Governo do Estado reabre Escritório de Direitos Autorais na Bahia após 12 anos
O Governo do Estado da Bahia, por meio da Secretaria de Cultura (SecultBA), reabre, na próxima quarta-feira (10/09), às 9h, o Escritório de Direitos Autorais (EDA), um dos mais importantes equipamentos voltados à valorização, proteção e incentivo à produção cultural e intelectual no estado. A cerimônia contará com a presença do diretor da Fundação Pedro Calmon (FPC), Sandro Magalhães, que estará à disposição para dialogar com a imprensa e detalhar o funcionamento do espaço.

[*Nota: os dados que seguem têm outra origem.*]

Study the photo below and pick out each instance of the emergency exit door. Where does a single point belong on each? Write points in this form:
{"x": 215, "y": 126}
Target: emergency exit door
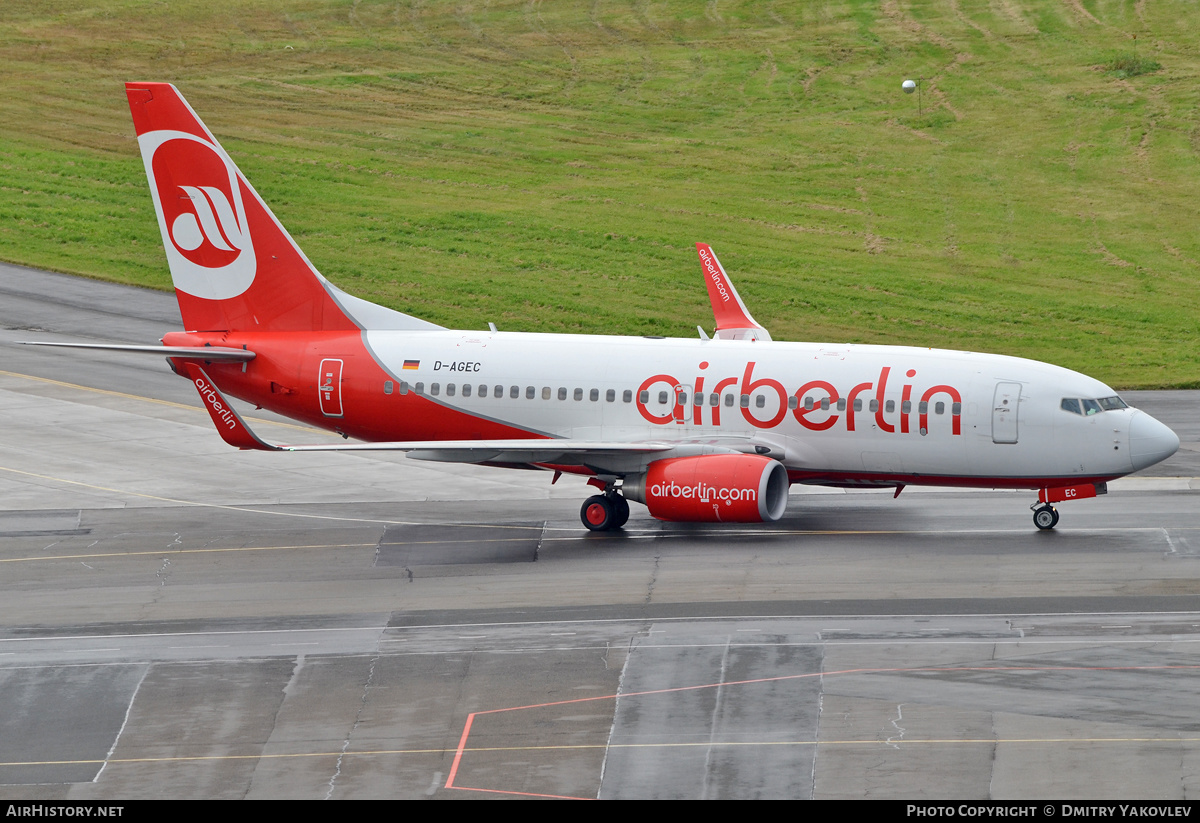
{"x": 1005, "y": 408}
{"x": 329, "y": 388}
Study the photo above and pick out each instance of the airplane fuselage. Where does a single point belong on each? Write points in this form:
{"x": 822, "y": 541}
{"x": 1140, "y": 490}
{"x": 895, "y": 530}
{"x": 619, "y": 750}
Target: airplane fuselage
{"x": 833, "y": 414}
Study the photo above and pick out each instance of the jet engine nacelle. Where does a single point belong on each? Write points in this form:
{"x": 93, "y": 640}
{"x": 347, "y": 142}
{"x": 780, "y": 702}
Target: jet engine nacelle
{"x": 727, "y": 488}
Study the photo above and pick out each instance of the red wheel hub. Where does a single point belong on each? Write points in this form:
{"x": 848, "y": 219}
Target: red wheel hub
{"x": 597, "y": 514}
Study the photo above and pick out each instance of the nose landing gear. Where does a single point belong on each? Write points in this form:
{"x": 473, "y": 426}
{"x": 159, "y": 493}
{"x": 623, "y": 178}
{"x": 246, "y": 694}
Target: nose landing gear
{"x": 601, "y": 512}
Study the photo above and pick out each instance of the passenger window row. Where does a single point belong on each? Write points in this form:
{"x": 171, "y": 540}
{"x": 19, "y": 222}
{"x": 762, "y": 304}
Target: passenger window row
{"x": 514, "y": 392}
{"x": 730, "y": 400}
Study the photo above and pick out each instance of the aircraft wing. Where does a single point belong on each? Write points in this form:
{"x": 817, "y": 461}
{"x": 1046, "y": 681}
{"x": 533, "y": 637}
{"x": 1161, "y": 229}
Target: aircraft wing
{"x": 733, "y": 320}
{"x": 235, "y": 432}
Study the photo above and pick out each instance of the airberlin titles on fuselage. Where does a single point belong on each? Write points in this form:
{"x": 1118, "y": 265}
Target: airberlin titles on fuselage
{"x": 816, "y": 406}
{"x": 817, "y": 416}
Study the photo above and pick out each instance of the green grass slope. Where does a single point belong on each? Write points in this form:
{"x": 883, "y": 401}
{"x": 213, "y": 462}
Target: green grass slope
{"x": 549, "y": 166}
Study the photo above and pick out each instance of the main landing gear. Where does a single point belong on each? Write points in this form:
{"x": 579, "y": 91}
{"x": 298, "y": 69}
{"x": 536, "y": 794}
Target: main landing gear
{"x": 601, "y": 512}
{"x": 1045, "y": 516}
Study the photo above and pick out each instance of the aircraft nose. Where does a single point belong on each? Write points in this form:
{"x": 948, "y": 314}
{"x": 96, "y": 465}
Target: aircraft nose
{"x": 1150, "y": 442}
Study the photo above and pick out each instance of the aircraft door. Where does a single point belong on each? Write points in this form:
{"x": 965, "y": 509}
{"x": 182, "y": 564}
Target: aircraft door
{"x": 1005, "y": 408}
{"x": 329, "y": 386}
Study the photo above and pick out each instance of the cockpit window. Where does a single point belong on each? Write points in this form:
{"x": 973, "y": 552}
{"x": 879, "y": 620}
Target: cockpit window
{"x": 1087, "y": 407}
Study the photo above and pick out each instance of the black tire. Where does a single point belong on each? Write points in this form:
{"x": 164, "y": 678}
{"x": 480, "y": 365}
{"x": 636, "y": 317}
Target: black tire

A reativação do EDA, que esteve fechado por 12 anos, representa um marco histórico para escritores, músicos, artistas visuais, cineastas, pesquisadores e criadores em geral, que agora voltam a contar com um espaço oficial de registro de suas produções. O serviço possibilita a formalização da autoria de obras literárias, artísticas e científicas, além de composições musicais, produções audiovisuais, fotografias, entre outras criações intelectuais.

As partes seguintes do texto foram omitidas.